There is a deep weariness in many of us. It’s an exhaustion that comes not from labour but from the burden of many words. Too often, they are words of despair and loss, fear and uncertainty.
These tiring words filter down to us through a myriad of sources, from the daily news to conversations. It can become overwhelming, especially when these words fill the content of our every prayer.
Several years ago, I came to a crossroad in what became a long road to recovery from a brain injury. The words I was praying had no joy; they were mostly cries for help and questions that led nowhere. One afternoon someone showed me another way.
“Jacqueline, you need a break from this”, she told me. I was astonished. How could I walk away from myself and out of this dark valley? Then came the counsel that opened a new path.
I was to spend one prayer time a week not mentioning my need. No petitions and no questions. That prayer time was to allow myself to become deeply aware of God’s loving Presence with me. Nothing else. “Just be with God”, she told me.
I began my no-petition-prayer-time right away. On that first day, not knowing how to begin, I simply whispered, “Jesus, I’m here.” Almost immediately I experienced His loving and calming Presence settle in the moment with me. Hope began to bubble up and drown out the words that were drowning me.
It is in attentiveness to God, rather than to our difficulties, that we experience at our core that God is not only the One who gives, He is the God who is, and He is love. That thought alone shifts our perspective. In a very real way, it renews our strength and faith for the petitions we will later bring to the Lord.
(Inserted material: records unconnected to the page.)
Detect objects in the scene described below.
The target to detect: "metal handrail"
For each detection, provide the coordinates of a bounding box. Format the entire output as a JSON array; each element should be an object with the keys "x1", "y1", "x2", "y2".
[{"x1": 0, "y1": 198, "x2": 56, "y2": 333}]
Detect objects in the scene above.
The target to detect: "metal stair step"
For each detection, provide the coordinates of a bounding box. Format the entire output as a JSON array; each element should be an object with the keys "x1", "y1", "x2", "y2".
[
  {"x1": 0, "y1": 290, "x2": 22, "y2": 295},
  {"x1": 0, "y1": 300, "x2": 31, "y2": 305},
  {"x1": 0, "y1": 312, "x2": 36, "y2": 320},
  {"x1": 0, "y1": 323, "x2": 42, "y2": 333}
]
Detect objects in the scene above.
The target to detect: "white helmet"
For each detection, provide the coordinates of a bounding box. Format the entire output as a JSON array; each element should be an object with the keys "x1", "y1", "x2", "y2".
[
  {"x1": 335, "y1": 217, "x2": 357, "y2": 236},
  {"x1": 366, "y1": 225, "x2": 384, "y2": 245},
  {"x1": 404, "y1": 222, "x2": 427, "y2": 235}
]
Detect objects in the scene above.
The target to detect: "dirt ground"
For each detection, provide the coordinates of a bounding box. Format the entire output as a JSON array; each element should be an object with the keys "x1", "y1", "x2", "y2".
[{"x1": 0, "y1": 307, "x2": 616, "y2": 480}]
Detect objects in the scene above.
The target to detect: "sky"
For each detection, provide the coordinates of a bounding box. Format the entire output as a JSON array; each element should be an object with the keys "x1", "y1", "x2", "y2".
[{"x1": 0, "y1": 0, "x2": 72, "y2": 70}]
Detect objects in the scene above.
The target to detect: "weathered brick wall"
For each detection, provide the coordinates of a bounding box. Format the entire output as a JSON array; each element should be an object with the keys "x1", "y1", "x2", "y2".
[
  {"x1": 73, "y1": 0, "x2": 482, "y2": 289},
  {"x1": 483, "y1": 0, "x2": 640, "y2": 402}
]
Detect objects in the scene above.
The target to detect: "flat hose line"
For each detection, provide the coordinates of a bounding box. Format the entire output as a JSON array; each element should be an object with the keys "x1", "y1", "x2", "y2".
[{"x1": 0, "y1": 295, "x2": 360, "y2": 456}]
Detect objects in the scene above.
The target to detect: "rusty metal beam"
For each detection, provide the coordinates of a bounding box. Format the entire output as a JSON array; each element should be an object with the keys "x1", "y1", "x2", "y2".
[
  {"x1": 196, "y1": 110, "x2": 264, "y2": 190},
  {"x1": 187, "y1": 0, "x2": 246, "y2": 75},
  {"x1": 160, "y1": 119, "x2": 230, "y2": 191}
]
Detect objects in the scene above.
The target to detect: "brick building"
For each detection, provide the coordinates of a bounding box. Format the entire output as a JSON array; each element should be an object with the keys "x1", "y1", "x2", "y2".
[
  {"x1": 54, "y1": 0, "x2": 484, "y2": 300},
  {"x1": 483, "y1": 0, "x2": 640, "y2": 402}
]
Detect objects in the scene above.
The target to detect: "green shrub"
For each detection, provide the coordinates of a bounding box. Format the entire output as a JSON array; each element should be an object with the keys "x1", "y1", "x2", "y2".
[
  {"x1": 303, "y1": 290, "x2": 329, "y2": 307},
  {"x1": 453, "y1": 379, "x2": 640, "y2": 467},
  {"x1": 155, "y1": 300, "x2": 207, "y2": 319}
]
In Ephesians Paul prays that we would grasp how wide and long and high and deep is the love of Christ, and that we would know this love that surpasses knowledge (Ephesians 3:18-19). In quiet attentiveness to God, we receive the assurance that His love does cover everything in our lives, and we can’t explain it, just like Paul says. It’s that wonderful!
The pressures and difficulties of this life are real. Through it all what we need most is to know the stabilizing love of Christ and to live and pray standing on that solid ground.
Words shape our thoughts and emotions. The Bible speaks about this and tells us to be careful what words we allow to feed our thoughts. When we regularly practice a no-petition-prayer-time and focus solely on God instead, we stop repeating words of pain and fear and stress, and those words stop drilling into us. It makes way for hope to rise, and it helps us overcome the fatigue of many words.
I encourage you to consider including this simple practice in your prayer life, even in five minutes increments. In this troubled and broken world, we need to be renewed inwardly, and find rest in the knowledge of His love.